Michael Johnson grew up surrounded by art; both his parents were painters and there were framed prints of Vermeer and Albert Pinkham Ryder hanging on the walls of his childhood home in Mosman. Leaving school at fourteen he worked at the Lintas agency, rambled around rural NSW on painting trips with close friend Brett Whiteley and studied at the Julian Ashton Art School and the National Art School in Sydney.
In 1960, he decided to travel and departed by ship passing through Egypt, Greece and Italy on route to London. He met Whiteley in Florence and together they decided to travel to Bologna to visit the studio of the Italian still-life painter Giorgio Morandi. When he eventually arrived in London he spent the next seven years painting full time while also working as a studio assistant to the British sculptors Brian Wall and Anthony Caro.
Living in London, he immersed himself in the art world, meeting Francis Bacon, David Hockney, and Oskar Kokoschka. Unlike other Australian artists who found international success through figurative and semi-abstracted landscape, Johnson's European experience distilled his love of colour, space, and form into highly abstract works. Returning to Sydney in 1967, he contributed to a generational shift towards minimal geometric abstraction.
Mixing his own pigments and stretching his own frames, his minimal works eliminated recognisable imagery in favour of abstraction. Inspired by Italian painters, Brancusi's forms, Albers's drama, and Matisse's colour, his work was a uniquely Australian interpretation of a global shift away from representation.
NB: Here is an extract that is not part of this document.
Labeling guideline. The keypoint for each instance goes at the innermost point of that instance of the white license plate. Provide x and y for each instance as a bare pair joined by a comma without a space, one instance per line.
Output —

Many of Johnson's large nocturnal and oceanic blue works evoke a personal memory of staring through the seawater on a dark night and marvelling at the phosphorescence and the bioluminescence of the organisms swimming in the sea.
Moving to New York in 1970, his work gradually embraced more texture and a palette identifiable with a ‘bush spectrum’. Interested in nature's diversity, he drew inspiration from various sources, including bird feathers, metallic colours, and natural patterns. Colour and light remained lifelong preoccupations, influencing every major shift in his work.